Tate today announced that it plans to reopen all four of its galleries on 27 July 2020.
People will once again be able to visit the national collection of art on display at Tate Britain, Tate Modern, Tate Liverpool and Tate St Ives, featuring hundreds of artworks from across the centuries and around the world.
Guided by the latest official advice, Tate is currently working hard on its preparations to welcome the public back to its galleries. To manage numbers and ensure everyone can keep a safe distance from each other, all visitors, including Members, will need to book a timed ticket online in advance.
Tickets will be available from next week at tate.org.uk alongside the latest information and guidance on how to visit. Visitors can follow Tate’s social media or register for email updates to hear details as and when they are confirmed.
As well as the collection displays at all four Tate galleries, Tate Modern will reopen with Andy Warhol and Kara Walker’s Hyundai Commission Fons Americanus.
Tate Britain will reopen with Aubrey Beardsley and Steve McQueen’s Year 3 installation. Tate Liverpool will unveil new work by Mikhail Karikis, and Tate St Ives will reopen the Naum Gabo exhibition.
Maria Balshaw, Director, Tate said: “We’re all looking forward to welcoming visitors back to Tate. Art and culture play vital roles in our lives, and many of us have been craving that irreplaceable feeling of being face-to-face with a great work of art. Our number one priority remains that everyone stays safe and well, so we will continue to monitor the situation in the weeks ahead, work closely with Government and colleagues, and make all the changes necessary for a safe reopening.”

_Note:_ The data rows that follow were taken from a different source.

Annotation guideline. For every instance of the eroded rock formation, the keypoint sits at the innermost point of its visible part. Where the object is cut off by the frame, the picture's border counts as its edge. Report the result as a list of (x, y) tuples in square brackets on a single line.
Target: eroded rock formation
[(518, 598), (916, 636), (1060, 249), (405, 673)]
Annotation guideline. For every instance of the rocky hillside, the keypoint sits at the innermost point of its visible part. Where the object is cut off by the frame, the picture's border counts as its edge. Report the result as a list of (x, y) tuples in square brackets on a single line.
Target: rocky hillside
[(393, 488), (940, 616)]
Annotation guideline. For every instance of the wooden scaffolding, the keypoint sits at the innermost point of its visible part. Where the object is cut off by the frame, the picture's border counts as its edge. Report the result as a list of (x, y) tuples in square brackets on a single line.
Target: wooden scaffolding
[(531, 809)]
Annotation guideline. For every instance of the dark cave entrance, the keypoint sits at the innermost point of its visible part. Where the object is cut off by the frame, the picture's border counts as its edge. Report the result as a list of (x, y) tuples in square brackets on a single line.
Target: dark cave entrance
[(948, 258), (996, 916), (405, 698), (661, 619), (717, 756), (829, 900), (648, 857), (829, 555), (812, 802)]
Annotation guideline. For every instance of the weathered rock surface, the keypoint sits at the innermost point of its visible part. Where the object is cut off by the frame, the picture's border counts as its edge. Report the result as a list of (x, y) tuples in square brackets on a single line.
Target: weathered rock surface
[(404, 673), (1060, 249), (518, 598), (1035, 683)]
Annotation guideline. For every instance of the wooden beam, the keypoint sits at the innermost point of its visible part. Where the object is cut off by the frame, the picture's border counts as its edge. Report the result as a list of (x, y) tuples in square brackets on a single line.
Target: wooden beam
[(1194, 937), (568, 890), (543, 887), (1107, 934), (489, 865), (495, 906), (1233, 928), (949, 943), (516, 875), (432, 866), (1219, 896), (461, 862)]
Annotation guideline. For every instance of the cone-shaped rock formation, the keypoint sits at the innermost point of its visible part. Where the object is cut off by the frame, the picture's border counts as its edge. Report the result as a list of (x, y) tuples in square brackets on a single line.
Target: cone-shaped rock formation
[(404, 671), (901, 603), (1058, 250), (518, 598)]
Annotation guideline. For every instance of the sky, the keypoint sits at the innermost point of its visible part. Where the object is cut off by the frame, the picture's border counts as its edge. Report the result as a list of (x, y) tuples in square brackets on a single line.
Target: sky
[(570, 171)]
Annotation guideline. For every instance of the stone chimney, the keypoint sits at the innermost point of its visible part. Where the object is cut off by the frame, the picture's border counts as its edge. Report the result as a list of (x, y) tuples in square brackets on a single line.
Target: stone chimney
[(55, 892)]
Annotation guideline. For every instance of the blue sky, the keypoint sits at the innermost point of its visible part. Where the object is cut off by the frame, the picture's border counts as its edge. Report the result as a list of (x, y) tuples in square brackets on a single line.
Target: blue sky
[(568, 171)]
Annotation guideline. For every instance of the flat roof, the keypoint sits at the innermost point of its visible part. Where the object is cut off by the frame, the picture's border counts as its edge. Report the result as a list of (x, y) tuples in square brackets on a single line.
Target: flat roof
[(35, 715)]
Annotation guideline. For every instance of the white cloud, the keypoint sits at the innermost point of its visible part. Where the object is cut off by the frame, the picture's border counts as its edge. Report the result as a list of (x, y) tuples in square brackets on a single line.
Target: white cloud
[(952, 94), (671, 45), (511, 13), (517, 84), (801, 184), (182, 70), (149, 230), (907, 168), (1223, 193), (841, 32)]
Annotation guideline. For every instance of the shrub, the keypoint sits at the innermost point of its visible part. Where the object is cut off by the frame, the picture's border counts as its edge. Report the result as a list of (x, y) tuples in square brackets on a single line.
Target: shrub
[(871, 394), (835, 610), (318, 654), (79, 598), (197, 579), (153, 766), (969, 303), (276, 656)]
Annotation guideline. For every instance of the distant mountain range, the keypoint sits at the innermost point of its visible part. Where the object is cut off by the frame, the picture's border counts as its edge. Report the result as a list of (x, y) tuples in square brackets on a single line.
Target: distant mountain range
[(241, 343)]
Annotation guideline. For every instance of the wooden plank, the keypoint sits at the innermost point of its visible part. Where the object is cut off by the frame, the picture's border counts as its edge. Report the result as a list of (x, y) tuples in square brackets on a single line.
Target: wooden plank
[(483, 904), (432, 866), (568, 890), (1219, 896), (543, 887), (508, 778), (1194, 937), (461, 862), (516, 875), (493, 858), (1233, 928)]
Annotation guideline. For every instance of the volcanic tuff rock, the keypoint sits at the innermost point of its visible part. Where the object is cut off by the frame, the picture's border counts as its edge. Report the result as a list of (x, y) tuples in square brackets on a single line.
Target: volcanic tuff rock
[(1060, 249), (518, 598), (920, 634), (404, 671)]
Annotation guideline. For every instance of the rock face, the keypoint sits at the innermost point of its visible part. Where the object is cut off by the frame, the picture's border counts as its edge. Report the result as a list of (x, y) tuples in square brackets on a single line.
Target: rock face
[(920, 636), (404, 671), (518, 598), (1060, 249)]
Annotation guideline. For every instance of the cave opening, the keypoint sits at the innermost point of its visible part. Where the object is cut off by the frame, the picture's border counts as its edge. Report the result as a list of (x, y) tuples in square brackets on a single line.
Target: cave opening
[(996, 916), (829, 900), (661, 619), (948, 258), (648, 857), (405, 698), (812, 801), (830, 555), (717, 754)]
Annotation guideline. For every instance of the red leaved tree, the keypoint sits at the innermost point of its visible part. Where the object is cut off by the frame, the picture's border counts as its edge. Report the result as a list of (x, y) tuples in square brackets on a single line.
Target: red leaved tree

Lionel Barber, Chair, Tate said: “My fellow trustees and I are very grateful to Tate’s dedicated staff for making this reopening possible. They have found countless new and creative ways to engage our audiences while we were closed, and they are now ensuring our world-leading collection and exhibitions can once again be seen in person. The role of our national cultural institutions feels more vital today than ever before.”
As a result of the closure, some of Tate’s upcoming exhibition programme has been modified. This autumn, Tate Britain will open Turner’s Modern World and Lynette Yiadom-Boakye, while Tate Modern will open Zanele Muholi and Bruce Nauman.
The autumn will also see Tate Liverpool open Don McCullin and Tate St Ives open Haegue Yang. Some exhibitions have been rescheduled to 2021, with new dates to be announced in due course. Talks, workshops, performances and film screenings will be replaced with a new programme of online events for the duration of this year.
Helen Legg, Director Tate Liverpool, said: “We are excited to be bringing the much-anticipated Don McCullin exhibition to Liverpool in the autumn and to be able to extend it well into 2021 so visitors have a longer chance to immerse themselves in his extraordinary images. It is also wonderful to reopen the gallery with a new commission, Ferocious Love, by Mikhail Karikis, who worked with young people to explore themes of community and togetherness as we step into a changing and uncertain future. Commissioned before the pandemic, it could not be more resonant in this moment.”